"L'art moderne, c'est n'importe quoi, et ça ne plaît qu'aux snobs ridicules." Voilà pour le résumé des 2h30 de The Square, dont la redondance (toujours ce même message, en boucle, et ça dure, ça dure...) n'a d'égale que la virulence de son propos. Ruben Ostlund n'hésite pas forcer le trait de ses gags, à aller jusqu'à montrer frontalement l'hérésie qu'il dénonce, tirant un grand coup sur la nappe de soie parsemée de flûtes de champagne, pour créer un désordre de luxe sublime.

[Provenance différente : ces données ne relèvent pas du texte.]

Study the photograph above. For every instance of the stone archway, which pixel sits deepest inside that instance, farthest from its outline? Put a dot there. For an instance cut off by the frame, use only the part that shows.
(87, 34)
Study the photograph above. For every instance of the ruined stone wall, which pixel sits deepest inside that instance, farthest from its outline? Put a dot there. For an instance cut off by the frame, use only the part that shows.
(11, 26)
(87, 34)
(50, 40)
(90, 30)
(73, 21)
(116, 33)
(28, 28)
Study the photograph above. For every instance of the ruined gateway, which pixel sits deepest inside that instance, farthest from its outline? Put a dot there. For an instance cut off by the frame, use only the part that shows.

On repense au gag de l’œuvre d'art qui est une accumulation de petits tas de poussières (avec le message trop explicite "You Have Nothing" placardé en grand, un manque de finesse volontaire) qui est "nettoyée" par l'homme de ménage (allez hop, plus de saletés !), refaite à la va-vite par le vernisseur sans que personne ne s'en aperçoive ("L'art moderne, c'est très surfait", round 1, vainqueur : Ostlund, on a bien rigolé). On repense aussi au dîner au restaurant gastronomique, le climax du film, qui voit un
artiste bousculer un homme et quasiment violer une jeune femme, sans que les snobs ne bougent le petit doigt, pour ne pas "casser la performance artistique"...

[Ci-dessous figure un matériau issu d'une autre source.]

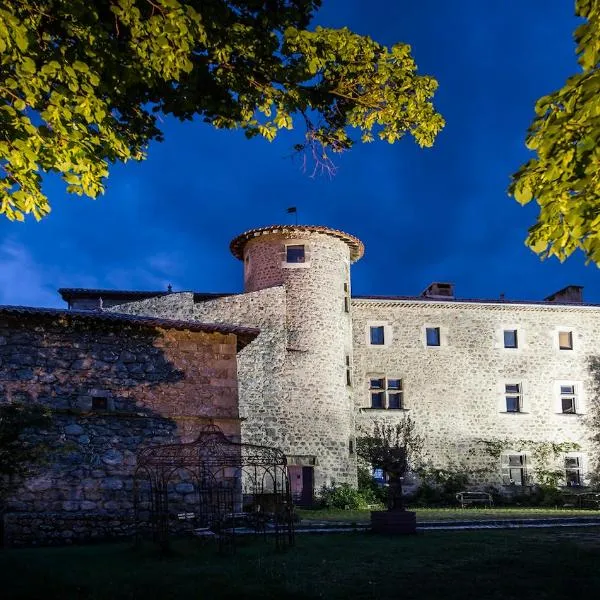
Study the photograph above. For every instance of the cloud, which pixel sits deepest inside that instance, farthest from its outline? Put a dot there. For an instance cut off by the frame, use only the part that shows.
(22, 281)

Suffisamment ignoble pour qu'on les insulte devant notre écran, et qu'on les applaudisse ironiquement quand enfin un se lève pour porter secours à la jeune fille, suivi par les "courageux suiveurs" qui passent à tabac leur idole d'il y a cinq minutes. La scène a beau être bien trop longue et répétitive (à l'image du film entier, trop redondant et long), le message est puissant, tourne en ridicule la Haute, montre une adoration malsaine pour les formes d'Arts extrêmes qui se démarquent des grands classiques (l'apanage du petit peuple, on le comprend à demi-mots...) et même de l'art contemporain "version soft" (les récents Jeff Koons, dans leur absurdité totale, nous autorisent à en rire, ils s'auto-critiquent tels la boîte de Campbell ou la Marilyn de Warhol à son époque...). Dans The Square, l'Art moderne se considère absolument au premier degré, il n'est pas là pour amuser la galerie, et c'est bien ce qui en fait une satire parfaite pour Ostlund. Eh bien soit, Ruben a raison, on gardera nos bonnes vieilles œuvres faites avec amour (et un certain respect du public), on laisse à la Haute les tas de poussières "made in Rowenta" et l'homme-chimpanzé qui tabasse une jeune fille, sans regret aucun. Quant à sa propre technicité artistique, The Square s'offre une musique faite d'onomatopées étranges (on ne peut pas la manquer, en bien comme en mal) et une mise en scène d'un soin exemplaire. Et si vous voulez une expérience en "3D" de The Square, on vous recommande vivement le Mumok (Musée d'Art Moderne) de Vienne, où chaque œuvre (très sérieuse, attention, ne rigolez pas quand le garde passe...) ressemble à une blague, ou au cauchemar (devenu réalité) de Ostlund. Bonne visite.